The answer was prompt. “Only that, nothing but that,” Ruben said simply.
And Sên C’hian Fan did not believe Sên Ruben.
“When I am wedded—” Ruben began. He started a little, started more than a startled Chinese girdle-wearer should, as something rough and heavy fell imperatively on his shoulder. Ruben turned abruptly, more nearly turned his back upon his elder and kinsman than a Chinese gentleman under any circumstances should; turned and saw a bright brown bear sitting close beside him, sitting upright on its haunches, opening and closing its mouth in unmistakable appetite; staring at him gluttonously with its avid little eyes, its nostrils quivering, its tongue beckoning to Ruben’s food-bowls hungrily.
Sên C’hian Fan was watching Ruben intently.
Ruben laughed.
“Hello, old bean!” he said in English.
Bruin growled at the unaccustomed speech—or perhaps at the easy mockery in the white man’s voice.
But it did not reject the sugared sweetmeat Ruben gave it; and Sên C’hian Fan saw that the white hand did not flinch from the edge of the sharp-fanged drooling jaws; saw how confidently the younger Sên tweaked caressingly the beast’s up-set pointed ear as it munched, one mean red eye cocked sharply on Ruben.
This stranger, who had come to spy and to despoil, was Sên-like, in some ways!
“You were about to tell me a thing of great interest and importance, when Lung Tin thrust his ugly snout into our conversation. You are affianced? And will wed, on your return to England, the distinguished English maiden of your lotus-like mother’s selection! This kinsman, your poor and inadequate host, makes you his humble and ardent congratulation, honorable Sên Ruben.”
“The gods forbid,” Ruben exclaimed quickly. “I am not affianced, my venerable cousin and most indulgent host. When I am, my bride will be of my father’s race. Believe me, O my cousin, I am Chinese for all that my bleached skin belies it; and rather will I die unwedded, to lie for all time unmourned in a dishonorable grave, a poor pariah of the hell underworld, than marry with any but a Chinese maid.”

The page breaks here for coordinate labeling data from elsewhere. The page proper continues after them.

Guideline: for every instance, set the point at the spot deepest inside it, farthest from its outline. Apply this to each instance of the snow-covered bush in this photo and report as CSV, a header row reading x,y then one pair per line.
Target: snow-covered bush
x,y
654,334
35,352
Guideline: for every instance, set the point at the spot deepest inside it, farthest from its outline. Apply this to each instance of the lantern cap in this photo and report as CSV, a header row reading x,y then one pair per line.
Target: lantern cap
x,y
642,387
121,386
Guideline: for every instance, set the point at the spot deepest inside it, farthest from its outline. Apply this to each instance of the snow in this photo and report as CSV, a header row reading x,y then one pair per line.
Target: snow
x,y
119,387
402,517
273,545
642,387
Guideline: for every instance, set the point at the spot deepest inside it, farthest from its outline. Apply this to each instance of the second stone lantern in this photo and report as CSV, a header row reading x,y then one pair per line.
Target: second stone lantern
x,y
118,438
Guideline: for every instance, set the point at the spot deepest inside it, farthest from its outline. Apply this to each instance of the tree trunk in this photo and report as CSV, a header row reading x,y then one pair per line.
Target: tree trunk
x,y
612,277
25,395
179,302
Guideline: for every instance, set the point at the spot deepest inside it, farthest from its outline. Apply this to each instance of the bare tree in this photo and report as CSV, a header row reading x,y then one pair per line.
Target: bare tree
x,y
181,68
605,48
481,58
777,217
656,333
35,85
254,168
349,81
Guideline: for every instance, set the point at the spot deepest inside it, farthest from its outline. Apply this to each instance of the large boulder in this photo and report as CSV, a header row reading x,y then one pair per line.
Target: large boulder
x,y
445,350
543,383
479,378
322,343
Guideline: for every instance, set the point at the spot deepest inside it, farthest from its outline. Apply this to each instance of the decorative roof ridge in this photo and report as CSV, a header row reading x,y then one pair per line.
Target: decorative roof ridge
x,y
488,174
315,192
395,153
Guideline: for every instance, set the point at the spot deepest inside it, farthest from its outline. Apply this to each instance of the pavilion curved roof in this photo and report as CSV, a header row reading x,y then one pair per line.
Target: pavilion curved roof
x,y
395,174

That might not be so easy, Sên C’hian Fan reflected cynically, especially if this human oddity had any thought of marriage with a maiden of repute and family, and it could not be gainsaid that he wore his robes and used his chop-sticks like a true sash-wearer. But etiquette forbade C’hian Fan the discourtesy of saying aloud that Sên Ruben might not find the first Chinese gentleman he approached eager to accept a son-in-law from the West.

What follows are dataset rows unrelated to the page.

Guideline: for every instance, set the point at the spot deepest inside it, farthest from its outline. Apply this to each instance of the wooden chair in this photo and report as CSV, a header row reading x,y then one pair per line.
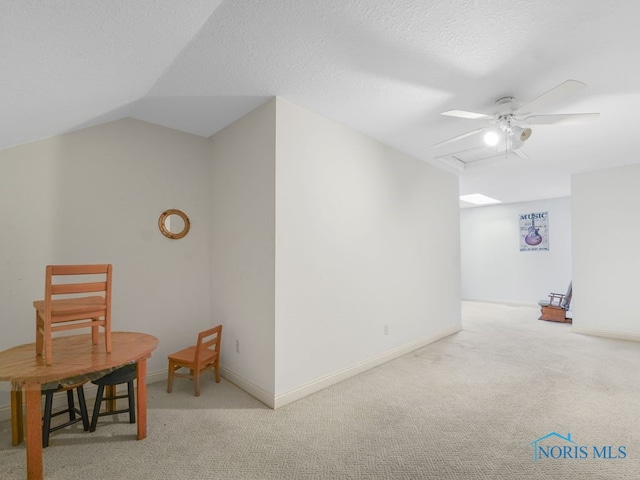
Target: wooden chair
x,y
205,355
126,374
67,306
71,410
555,309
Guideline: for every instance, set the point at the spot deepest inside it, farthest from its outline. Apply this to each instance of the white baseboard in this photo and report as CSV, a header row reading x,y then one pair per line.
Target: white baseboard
x,y
244,384
337,377
502,302
633,337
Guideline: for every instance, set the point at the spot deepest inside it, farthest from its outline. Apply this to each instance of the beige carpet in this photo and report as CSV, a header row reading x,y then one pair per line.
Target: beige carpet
x,y
467,408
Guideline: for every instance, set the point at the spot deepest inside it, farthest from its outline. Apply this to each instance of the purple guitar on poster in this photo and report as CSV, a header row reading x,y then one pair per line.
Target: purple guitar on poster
x,y
533,238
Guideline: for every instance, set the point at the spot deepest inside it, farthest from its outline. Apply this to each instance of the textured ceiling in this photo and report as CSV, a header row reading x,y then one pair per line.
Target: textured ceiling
x,y
387,68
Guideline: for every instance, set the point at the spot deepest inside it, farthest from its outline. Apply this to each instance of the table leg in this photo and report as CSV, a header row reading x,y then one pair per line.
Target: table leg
x,y
142,399
17,418
34,432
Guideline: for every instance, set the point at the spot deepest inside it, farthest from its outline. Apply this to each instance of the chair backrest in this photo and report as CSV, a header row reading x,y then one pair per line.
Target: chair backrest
x,y
208,340
96,279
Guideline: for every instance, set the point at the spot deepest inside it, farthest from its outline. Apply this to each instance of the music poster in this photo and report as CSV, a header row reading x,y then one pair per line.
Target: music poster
x,y
534,231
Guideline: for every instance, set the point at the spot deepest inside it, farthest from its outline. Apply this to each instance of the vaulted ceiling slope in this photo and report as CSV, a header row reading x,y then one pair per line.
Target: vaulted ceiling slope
x,y
387,68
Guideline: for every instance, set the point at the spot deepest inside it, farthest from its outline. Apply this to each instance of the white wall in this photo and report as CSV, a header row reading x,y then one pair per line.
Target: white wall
x,y
365,237
605,251
243,248
493,267
94,196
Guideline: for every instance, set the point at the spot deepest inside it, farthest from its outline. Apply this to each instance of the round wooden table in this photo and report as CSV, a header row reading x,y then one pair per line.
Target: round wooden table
x,y
75,356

But he did venture a question that his seniority and their kinship gave him full right to ask.
“You have seen the maiden you desire?”
“I have not met her—yet,” Sên Ruben said softly.

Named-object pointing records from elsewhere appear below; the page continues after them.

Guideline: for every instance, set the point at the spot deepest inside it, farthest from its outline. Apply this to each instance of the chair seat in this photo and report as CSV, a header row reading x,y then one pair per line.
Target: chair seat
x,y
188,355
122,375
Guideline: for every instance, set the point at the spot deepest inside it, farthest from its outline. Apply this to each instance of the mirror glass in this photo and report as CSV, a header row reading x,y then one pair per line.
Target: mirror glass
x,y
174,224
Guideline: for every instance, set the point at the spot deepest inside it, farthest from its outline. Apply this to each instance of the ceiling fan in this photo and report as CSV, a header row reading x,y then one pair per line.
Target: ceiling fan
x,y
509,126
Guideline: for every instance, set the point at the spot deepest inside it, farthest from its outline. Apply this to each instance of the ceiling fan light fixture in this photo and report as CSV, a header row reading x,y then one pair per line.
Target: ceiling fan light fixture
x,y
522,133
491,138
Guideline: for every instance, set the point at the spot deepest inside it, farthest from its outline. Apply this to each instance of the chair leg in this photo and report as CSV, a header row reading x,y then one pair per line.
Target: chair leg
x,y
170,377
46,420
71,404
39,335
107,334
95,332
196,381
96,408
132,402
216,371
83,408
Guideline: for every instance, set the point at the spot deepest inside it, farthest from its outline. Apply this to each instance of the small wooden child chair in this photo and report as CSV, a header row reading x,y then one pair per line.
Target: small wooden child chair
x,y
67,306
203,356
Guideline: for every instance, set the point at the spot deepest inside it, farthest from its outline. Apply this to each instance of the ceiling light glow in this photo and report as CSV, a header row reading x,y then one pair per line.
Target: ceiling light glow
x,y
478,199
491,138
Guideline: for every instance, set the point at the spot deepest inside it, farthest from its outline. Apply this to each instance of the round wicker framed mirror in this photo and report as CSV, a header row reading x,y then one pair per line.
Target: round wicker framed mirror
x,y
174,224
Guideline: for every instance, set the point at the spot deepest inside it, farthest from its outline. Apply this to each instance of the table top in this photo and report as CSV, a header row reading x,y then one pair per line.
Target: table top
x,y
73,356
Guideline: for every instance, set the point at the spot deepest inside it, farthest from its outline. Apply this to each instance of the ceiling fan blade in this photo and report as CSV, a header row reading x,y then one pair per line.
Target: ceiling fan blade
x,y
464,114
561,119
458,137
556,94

Sên C’hian Fan was much puzzled.
When this other had denied that in coming to Ho-nan he had had no motive more ulterior than to visit the home of his father and of his ancestors, to see and know his Sên kindred, to take for a time his place, a Chinese in China, Sên C’hian Fan had not believed him. But the sincerity blazoned in the voice that had said, “My bride will be a Chinese maid,” had rung its message through to Sên C’hian Fan. C’hian Fan knew that Sên Ruben meant it.
And Ruben appeared to worship his mother; and C’hian remembered how little King-lo’s English wife had liked China and ways Chinese! How would she welcome a Chinese daughter-in-law?
Sên C’hian Fan was very puzzled—so puzzled that he thrust his fingers in the rinse-cup, and lifted the soaked, steaming towel to his lips before his guest had used either of his.